Scottish Opera: The Secret Marriage

12 Nov 2008 in Highland, Music

Empire Theatre, Eden Court, 7 November 2008

Renate Arends, Wendy Dawn Thompson and Rebecca Bottone in The Secret Marriage

TODAY Domenico Cimarosa is one of opera’s best kept secrets, though in the late 18th century he far outshone his contemporary Mozart. He had already composed over 50 successful, mostly comic, operas when The Secret Marriage (Il matrimonio segreto) premiered to the Austrian court in February 1792, only two months’ after the pauper’s death of Wolfgang Amadeus. It was such a hit that the Emperor commanded the company to dine with him and repeat the whole show in his private apartments.

Scottish Opera’s premiere production of this work is complete entertainment from the moment the curtain goes up on the gloriously chic 1950s-style costumes worn by Carolina (Rebecca Bottone), her elder sister Elisetta (Renate Arends) and their aunt Fidalma (Wendy Dawn Thompson).

Straight out of the pages of Vogue, they stride and strut, pose and swirl like catwalk models, in and out of doors and up and down the staircase that dominates Tom Rogers’ supremely elegant set.
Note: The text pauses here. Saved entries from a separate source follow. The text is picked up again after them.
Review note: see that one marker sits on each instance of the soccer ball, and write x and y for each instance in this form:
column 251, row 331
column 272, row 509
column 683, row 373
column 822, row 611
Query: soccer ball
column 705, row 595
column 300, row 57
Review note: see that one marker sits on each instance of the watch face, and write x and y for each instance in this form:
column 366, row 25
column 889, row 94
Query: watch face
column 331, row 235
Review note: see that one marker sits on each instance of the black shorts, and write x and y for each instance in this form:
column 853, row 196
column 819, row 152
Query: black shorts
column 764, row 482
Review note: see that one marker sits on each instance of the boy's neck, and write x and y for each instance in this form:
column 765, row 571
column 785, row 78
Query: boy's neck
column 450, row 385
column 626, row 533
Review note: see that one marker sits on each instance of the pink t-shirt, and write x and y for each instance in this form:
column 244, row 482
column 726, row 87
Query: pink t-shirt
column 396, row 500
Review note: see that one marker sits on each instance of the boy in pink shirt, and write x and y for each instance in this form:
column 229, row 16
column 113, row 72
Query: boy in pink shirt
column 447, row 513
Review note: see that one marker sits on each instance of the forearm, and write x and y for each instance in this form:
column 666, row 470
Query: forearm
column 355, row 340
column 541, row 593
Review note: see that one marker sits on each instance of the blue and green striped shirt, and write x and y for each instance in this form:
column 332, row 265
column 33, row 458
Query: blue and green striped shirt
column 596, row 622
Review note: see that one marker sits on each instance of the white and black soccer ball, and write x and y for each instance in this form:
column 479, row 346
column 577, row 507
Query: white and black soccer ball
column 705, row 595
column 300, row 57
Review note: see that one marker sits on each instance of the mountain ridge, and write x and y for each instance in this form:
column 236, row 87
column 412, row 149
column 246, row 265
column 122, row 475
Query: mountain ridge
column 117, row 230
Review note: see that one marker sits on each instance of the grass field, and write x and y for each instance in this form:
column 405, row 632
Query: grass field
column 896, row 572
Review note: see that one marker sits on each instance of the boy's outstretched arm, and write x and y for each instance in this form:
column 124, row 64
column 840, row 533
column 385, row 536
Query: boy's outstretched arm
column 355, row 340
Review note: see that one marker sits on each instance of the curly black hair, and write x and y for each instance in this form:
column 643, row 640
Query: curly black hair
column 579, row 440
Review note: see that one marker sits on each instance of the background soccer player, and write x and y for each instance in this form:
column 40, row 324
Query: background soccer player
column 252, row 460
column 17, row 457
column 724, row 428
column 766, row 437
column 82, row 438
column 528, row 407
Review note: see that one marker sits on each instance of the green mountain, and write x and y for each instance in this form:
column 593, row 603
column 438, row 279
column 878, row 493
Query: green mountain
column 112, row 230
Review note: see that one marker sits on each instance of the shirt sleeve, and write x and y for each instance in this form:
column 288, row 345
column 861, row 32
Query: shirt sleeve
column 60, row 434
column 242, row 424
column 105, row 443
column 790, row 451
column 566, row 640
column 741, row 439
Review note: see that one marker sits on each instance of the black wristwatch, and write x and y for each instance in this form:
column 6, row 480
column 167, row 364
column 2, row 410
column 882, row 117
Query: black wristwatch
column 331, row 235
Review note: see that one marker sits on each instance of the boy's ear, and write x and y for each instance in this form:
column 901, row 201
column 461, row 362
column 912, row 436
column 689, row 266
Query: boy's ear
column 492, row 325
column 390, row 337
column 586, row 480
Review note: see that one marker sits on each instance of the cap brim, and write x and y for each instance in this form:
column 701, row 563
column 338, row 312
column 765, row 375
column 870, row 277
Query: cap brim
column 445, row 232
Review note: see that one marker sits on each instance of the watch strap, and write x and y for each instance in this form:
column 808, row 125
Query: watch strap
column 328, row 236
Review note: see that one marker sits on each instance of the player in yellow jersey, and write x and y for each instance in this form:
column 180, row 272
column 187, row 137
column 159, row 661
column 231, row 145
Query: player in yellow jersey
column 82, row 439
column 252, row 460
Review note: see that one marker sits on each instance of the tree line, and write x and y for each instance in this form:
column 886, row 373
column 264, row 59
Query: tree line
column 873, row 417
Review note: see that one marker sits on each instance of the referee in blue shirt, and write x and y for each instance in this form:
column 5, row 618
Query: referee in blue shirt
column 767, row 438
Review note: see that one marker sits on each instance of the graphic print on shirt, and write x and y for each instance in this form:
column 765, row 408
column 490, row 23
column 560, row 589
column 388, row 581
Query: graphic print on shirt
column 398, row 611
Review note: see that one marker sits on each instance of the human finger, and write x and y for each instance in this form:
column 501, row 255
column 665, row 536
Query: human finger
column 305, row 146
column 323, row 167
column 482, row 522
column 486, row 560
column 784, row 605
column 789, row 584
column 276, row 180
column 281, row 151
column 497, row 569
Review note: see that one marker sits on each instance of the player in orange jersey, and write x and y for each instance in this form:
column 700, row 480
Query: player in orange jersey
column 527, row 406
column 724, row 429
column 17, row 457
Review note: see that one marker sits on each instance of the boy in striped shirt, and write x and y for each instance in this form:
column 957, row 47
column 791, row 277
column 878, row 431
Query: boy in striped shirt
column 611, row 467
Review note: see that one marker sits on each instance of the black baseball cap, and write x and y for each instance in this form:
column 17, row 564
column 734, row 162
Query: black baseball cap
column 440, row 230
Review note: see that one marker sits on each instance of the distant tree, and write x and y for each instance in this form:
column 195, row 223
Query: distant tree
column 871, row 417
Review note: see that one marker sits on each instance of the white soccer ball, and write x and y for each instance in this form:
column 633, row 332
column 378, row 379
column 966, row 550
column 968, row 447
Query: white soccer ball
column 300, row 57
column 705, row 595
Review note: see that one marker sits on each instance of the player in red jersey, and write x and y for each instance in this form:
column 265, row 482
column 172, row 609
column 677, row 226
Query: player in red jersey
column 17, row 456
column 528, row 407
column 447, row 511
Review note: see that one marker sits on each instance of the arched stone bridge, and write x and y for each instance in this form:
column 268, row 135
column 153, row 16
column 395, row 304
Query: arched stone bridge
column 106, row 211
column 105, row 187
The cast shared the light touch essential for comic acting, all their voices were beautifully balanced, while Bottone’s coloratura runs were a particular pleasure.

The libretto of Cimarosa’s opera is based on The Clandestine Marriage, by English actor/manager David Garrick. Donald Pippin’s retranslation from the Italian contains some nicely judged, and in some cases positively treasurable, lines, often with a very Gilbert & Sullivan feel. Some examples for your delectation, ladies and gentlemen…

“Thoroughly rotten, better forgotten
This is the man I want her to wed”

“The bottle that I’ve got’ll
put him back upon his feet”

“Would you want to be deflowered
By a bully and a coward?”

…and there’s much, much more where that came from.

The elaborate plot revolves about a farcical array of misunderstandings, as the noble suitor to whom Geronimo is offering Elisetta falls for her younger sister Carolina, who is already married, unbeknownst to anyone, to the family butler Paulino – with whom their aunt Fidalma is besotted.

Transposing the action from the 1790s to the 1950s works surprisingly well, the marriage customs of the debutantes and their ‘delights’ having many parallels with the arranged marriages of bygone times. When the secretly married couple prepare to run away together in Carolina’s bedroom, her four poster bed is decorated with James Dean pinups while she and Paulino are now dead ringers for Sandy and Danny in Grease, just one more spot-on detail in a production that is delightful, delicious and delovely from beginning to end.